Monday, 16 July 2018: 10:40
Oral Presentation
Arbind SINGH, NASVI, India
Sachin KUMAR, Government College of Teacher Education, India
While street vendors have always been there providing goods and services to millions at an affordable rate on their doorsteps since time immemorial, erosion of the rural livelihood base, growing informalization and unabated urbanization suddenly increased their numbers in Indian cities in the 1990s. Despite the fact that these workers contribute significantly to the urban economy, they have faced and often continue to experience humiliation, continual harassment, confiscations and sudden evictions. It became imperative to advocate for their rights through the formulation of appropriate policies, the enactment of relevant laws, and the provision of adequate social protection benefits. The National Association of Street Vendors of India (NASVI) played a pivotal and catalytic role in transforming street vendors from non-entities to a formidable force to reckon with. Using the theoretical framework of power resources and capabilities, the paper aims to reflect on the process of this transformation. This paper is based on existing published works on the street vendors’ movement in India, a series of key informant interviews and a national consultation with stakeholders, the paper demonstrates that innovative organisational structures, distributive leadership approaches, andthe holistic understanding of the need of the vendors brought various social actors together which, in turn, developed associational power.

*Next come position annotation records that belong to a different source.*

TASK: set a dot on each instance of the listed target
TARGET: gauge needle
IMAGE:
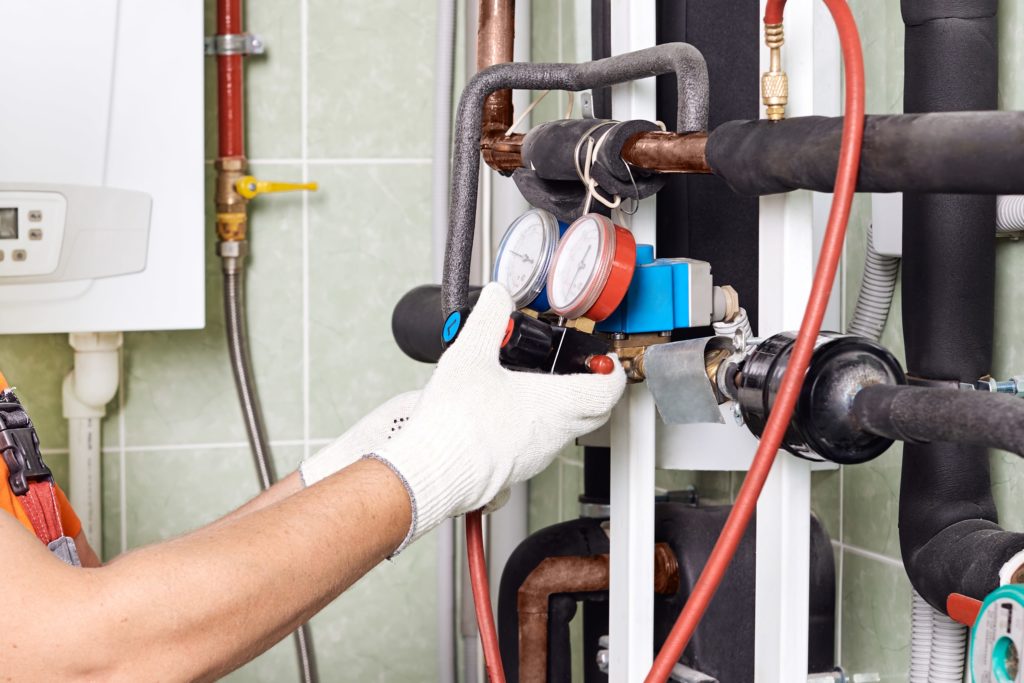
(580, 268)
(522, 256)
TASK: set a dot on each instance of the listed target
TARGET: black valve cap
(527, 342)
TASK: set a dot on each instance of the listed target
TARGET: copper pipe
(668, 153)
(662, 153)
(495, 38)
(570, 574)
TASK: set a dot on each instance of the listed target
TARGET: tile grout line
(868, 554)
(327, 161)
(212, 445)
(304, 152)
(123, 457)
(839, 579)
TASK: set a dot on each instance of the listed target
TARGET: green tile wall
(339, 98)
(858, 506)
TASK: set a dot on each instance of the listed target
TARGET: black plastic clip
(19, 446)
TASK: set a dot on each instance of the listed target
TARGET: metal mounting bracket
(236, 43)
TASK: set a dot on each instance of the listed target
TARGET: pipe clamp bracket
(235, 43)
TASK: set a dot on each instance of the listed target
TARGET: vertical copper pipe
(495, 38)
(570, 574)
(229, 84)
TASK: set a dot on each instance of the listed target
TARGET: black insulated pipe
(958, 152)
(925, 415)
(949, 537)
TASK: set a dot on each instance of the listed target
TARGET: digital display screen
(8, 223)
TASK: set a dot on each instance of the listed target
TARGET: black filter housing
(823, 423)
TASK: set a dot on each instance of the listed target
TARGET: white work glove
(479, 428)
(365, 437)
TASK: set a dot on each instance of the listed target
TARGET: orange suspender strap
(29, 477)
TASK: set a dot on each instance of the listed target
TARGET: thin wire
(525, 113)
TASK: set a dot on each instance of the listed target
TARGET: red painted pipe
(230, 115)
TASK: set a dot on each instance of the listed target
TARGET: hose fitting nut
(774, 82)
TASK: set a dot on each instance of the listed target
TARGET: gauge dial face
(581, 266)
(524, 255)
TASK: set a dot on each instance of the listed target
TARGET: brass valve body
(774, 82)
(231, 219)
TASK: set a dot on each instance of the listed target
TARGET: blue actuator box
(665, 294)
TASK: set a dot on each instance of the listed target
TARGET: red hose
(846, 178)
(481, 597)
(773, 11)
(230, 120)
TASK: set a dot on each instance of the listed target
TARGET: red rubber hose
(771, 439)
(481, 597)
(773, 11)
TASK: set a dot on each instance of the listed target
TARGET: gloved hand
(479, 428)
(366, 436)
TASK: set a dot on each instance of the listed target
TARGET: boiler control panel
(52, 233)
(32, 229)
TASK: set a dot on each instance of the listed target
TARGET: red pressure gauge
(591, 269)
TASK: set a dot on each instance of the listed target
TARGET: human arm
(198, 606)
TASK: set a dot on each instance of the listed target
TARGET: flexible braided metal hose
(238, 349)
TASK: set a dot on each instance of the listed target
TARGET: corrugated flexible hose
(238, 349)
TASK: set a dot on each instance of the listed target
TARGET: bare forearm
(217, 597)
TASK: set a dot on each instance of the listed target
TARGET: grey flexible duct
(238, 348)
(691, 82)
(1009, 213)
(876, 295)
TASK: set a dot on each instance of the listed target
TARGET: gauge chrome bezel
(538, 279)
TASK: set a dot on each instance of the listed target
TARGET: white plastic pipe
(921, 638)
(87, 389)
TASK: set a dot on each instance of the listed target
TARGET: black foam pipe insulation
(698, 215)
(923, 415)
(949, 536)
(970, 152)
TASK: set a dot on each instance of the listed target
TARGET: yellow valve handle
(249, 186)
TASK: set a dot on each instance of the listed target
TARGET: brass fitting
(231, 219)
(774, 83)
(631, 348)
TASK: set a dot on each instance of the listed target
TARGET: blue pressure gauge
(524, 256)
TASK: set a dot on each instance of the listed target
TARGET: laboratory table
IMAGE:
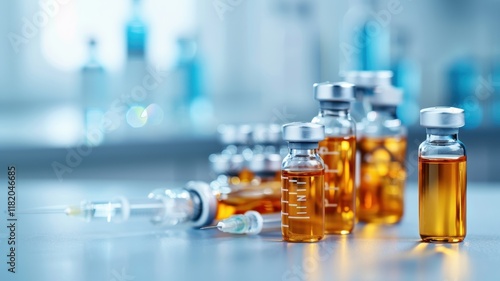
(55, 247)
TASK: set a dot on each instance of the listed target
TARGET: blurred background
(135, 89)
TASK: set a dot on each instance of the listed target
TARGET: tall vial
(442, 176)
(302, 178)
(338, 151)
(382, 148)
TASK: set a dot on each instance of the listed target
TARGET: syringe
(251, 222)
(193, 205)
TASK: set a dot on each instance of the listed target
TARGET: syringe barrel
(193, 205)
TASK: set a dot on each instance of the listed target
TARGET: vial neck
(440, 135)
(385, 110)
(296, 149)
(334, 112)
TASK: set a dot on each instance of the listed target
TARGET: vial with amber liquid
(442, 178)
(302, 179)
(382, 148)
(338, 151)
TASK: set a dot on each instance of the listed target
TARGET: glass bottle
(302, 190)
(382, 148)
(338, 151)
(442, 176)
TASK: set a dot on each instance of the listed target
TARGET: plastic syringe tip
(233, 225)
(249, 223)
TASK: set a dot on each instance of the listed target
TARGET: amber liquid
(442, 185)
(339, 155)
(382, 180)
(302, 204)
(263, 198)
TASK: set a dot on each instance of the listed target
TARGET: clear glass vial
(442, 176)
(302, 190)
(382, 148)
(338, 151)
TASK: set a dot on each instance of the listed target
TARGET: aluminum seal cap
(303, 132)
(265, 163)
(340, 91)
(442, 117)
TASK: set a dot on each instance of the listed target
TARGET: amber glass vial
(302, 190)
(382, 182)
(303, 209)
(382, 151)
(442, 189)
(442, 179)
(237, 199)
(338, 151)
(339, 155)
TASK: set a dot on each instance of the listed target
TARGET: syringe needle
(208, 227)
(45, 210)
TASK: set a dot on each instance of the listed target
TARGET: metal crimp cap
(303, 132)
(442, 117)
(340, 91)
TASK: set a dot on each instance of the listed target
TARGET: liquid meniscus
(442, 198)
(382, 179)
(339, 155)
(263, 198)
(302, 205)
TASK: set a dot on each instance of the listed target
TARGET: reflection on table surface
(55, 247)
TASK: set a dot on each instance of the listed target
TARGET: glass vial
(442, 176)
(338, 151)
(302, 190)
(382, 148)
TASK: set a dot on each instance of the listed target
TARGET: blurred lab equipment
(303, 191)
(95, 96)
(338, 151)
(407, 75)
(442, 178)
(250, 222)
(136, 31)
(365, 82)
(382, 148)
(462, 81)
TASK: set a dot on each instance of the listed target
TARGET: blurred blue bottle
(406, 76)
(95, 98)
(136, 31)
(463, 80)
(374, 37)
(493, 94)
(192, 98)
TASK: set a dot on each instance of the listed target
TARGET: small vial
(382, 148)
(442, 177)
(338, 151)
(302, 191)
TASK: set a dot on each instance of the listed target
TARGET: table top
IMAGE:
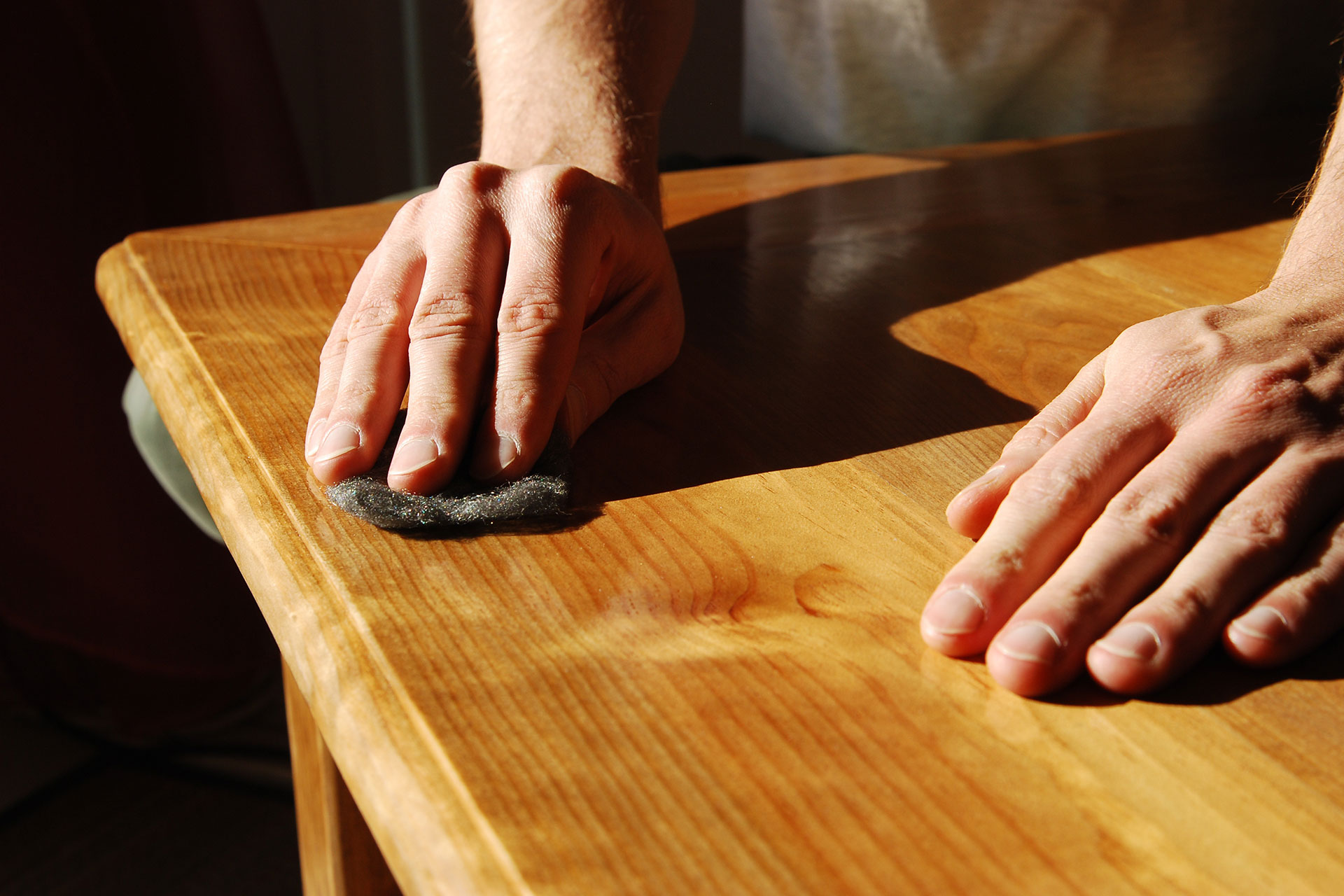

A series of studies, media campaigns and advocacy activities advanced discursive power with the help of framing and learning capabilities which have helped to positively frame issues related to street vendors in the psyche of the public in general and policy makers in particular. Thus, increasing associational and societal power paved the path for establishing institutional power in the form of national policies such as the Street Vendors Act 2014. The paper sums key lesson learnt from NASVI’s journey.